Shape optimization of optical microscale inclusions
Manaswinee Bezbaruah, Matthias Maier, Winnifried Wollner
TL;DR
The paper tackles the problem of tailoring the macroscopic optical response of plasmonic metamaterials by shaping microscale inclusions. It develops a deformation-based homogenization framework for time-harmonic Maxwell equations, proving well-posedness and regularity of the deformed cell problem and enabling a gradient-based PDE-constrained optimization to match a target permittivity tensor $\varepsilon^{\text{target}}$. An adjoint formulation paired with gradient-based methods (gradient descent or BFGS) is used, with penalty terms ensuring mesh regularity during large deformations. Numerical experiments demonstrate the method’s ability to steer toward epsilon-near-zero configurations and to handle substantial mesh changes, highlighting a practical route for microstructural design in optical metamaterials.
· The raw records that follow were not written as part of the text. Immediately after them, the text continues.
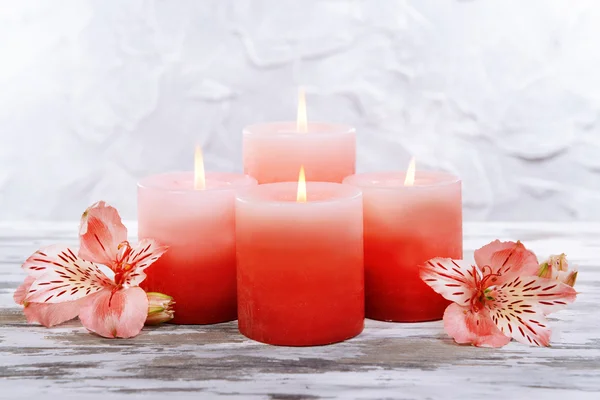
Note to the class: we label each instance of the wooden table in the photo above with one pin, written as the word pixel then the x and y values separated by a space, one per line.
pixel 387 361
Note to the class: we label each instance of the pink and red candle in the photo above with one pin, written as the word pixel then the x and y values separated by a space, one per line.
pixel 300 263
pixel 196 219
pixel 405 224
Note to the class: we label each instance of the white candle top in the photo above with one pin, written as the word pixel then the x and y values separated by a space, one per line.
pixel 184 181
pixel 286 193
pixel 283 129
pixel 395 179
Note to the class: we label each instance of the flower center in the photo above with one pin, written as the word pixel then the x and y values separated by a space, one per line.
pixel 484 288
pixel 122 268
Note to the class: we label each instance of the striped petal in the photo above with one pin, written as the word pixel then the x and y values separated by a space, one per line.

The approach lays groundwork for frequency-aware extensions and broader inverse-design of microscale geometries for prescribed macroscopic electromagnetic properties.
Abstract
This paper describes a class of shape optimization problems for optical metamaterials comprised of periodic microscale inclusions composed of a dielectric, low-dimensional material suspended in a non-magnetic bulk dielectric. The shape optimization approach is based on a homogenization theory for time-harmonic Maxwell's equations that describes effective material parameters for the propagation of electromagnetic waves through the metamaterial. The control parameter of the optimization is a deformation field representing the deviation of the microscale geometry from a reference configuration of the cell problem. This allows for describing the homogenized effective permittivity tensor as a function of the deformation field. We show that the underlying deformed cell problem is well-posed and regular. This, in turn, proves that the shape optimization problem is well-posed. In addition, a numerical scheme is formulated that utilizes an adjoint formulation with either gradient descent or BFGS as optimization algorithms. The developed algorithm is tested numerically on a number of prototypical shape optimization problems with a prescribed effective permittivity tensor as the target.